He returned to Pakistan on December 19.
In Saturday's interview, Mr Zardari was asked if leaving again was an option for him, in order to avoid humiliation or even an arrest by the army.
"Why should it be?" he responded.
On Friday night, speaking to the parliamentarians from his Pakistan People's Party (PPP), Mr Zardari said that he saw "no threat to democracy" in Pakistan, which has been ruled for the most part of its 64 years by the military.
He called on parliamentarians to reach out to people and hold rallies to mobilise public opinion in the government's favour.
"No matter what happened, the PPP will not disappoint the nation and the people will find us fully prepared to face any eventuality with courage and determination," Mr Zardari's spokesman, Farhatullah Babar, quoted him as saying in a statement on Thursday.
Mr Haqqani, who stepped down under pressure of the army, said in an interview with The Telegragh, published on Thursday, that he was being dubbed a "traitor" and "Washington's lackey" by the country's "powerful quarters" - in an apparent reference to the Inter-Services Intelligence (ISI), Pakistan's main intelligence agency. He said that he feared he might be killed.
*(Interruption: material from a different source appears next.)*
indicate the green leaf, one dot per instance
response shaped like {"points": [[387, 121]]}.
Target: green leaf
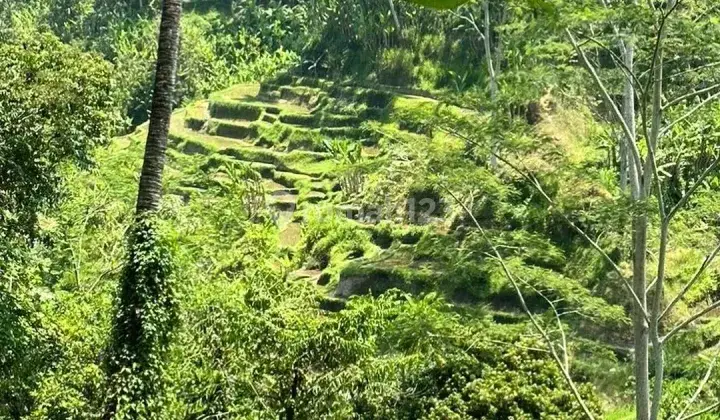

Pakistan is an important partner for the US in its efforts to stabilise Afghanistan and fight the war on terrorism. But anti-American sentiments run high in the country. Mr Zardari, the widower of the slain former prime minister, Benazir Bhutto, is seen by many Pakistanis as being too close to the US.
Three US senators - Mark Kirk, John McCain and Joe Lieberman - on Thursday decried the treatment meted out to Mr Haqqani, including a travel ban, since he returned to Pakistan in November.
"We urge Pakistani authorities to resolve this [memo] matter swiftly and consistent with civilian rule of law and to prevent the judicial commission investigating ambassador Haqqani from becoming a political tool for revenge," they said in a statement.
As the rift between the government and the military deepened, Nawaz Sharif, Mr Zardari's main rival and the former prime minister, as well as Imran Khan, the cricketer-turned politician, have held large rallies calling on the government to stand down and call early elections.